On Sunday, the 20-year-old put the finishing touches on fulfilling that promise by leading the Knicks with 22 points in a 96-92 victory over the Boston Celtics to clinch the No. 4 seed in the Eastern Conference and the organization’s first playoff trip since 2013.
Who’s laughing now?
“It’s great to have brought Knicks fans back to the playoffs,” Barrett said. “Before I got drafted, this is something I envisioned. This is something I wanted to do. I always said I”m a winner and I just had a feeling that I was going to be able to be a part of a team or multiple teams that would get to the playoffs.”
Barrett took a noticeable leap in his second season, averaging 17.6 points per game — three more than his rookie season — while his field-goal percentage leaped from 40.2% last year to 44.1% this year. His three-point shot also turned the corner, improving over eight points from 32.0% to 40.1%.
Emerging as the bonafide No. 2 option behind All-Star Julius Randle, Barrett was vital down the stretch for the Knicks, averaging 18.8 points, 5.9 rebounds, and 3.1 assists over the final 16 games of the season, which saw New York go 12-4.
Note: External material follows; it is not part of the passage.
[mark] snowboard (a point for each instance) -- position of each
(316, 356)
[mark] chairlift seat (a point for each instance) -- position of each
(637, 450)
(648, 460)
“It feels amazing, especially doing it with this group of guys that we had last year through some tough times,” Barrett said. “We were able to turn the program around, got some new pieces, worked hard and no one gave us a shot. But we’re here.”
Now comes a first-round date with the No. 5 Atlanta Hawks and Barrett’s first taste of the NBA Playoffs.
“It’s something to look forward to,” he said. “We’re fighting for something and that’s a good feeling. We’re a tough, resilient team and we made our name off that. I’m just really excited to go into the playoffs.”
So is the majority of New York City.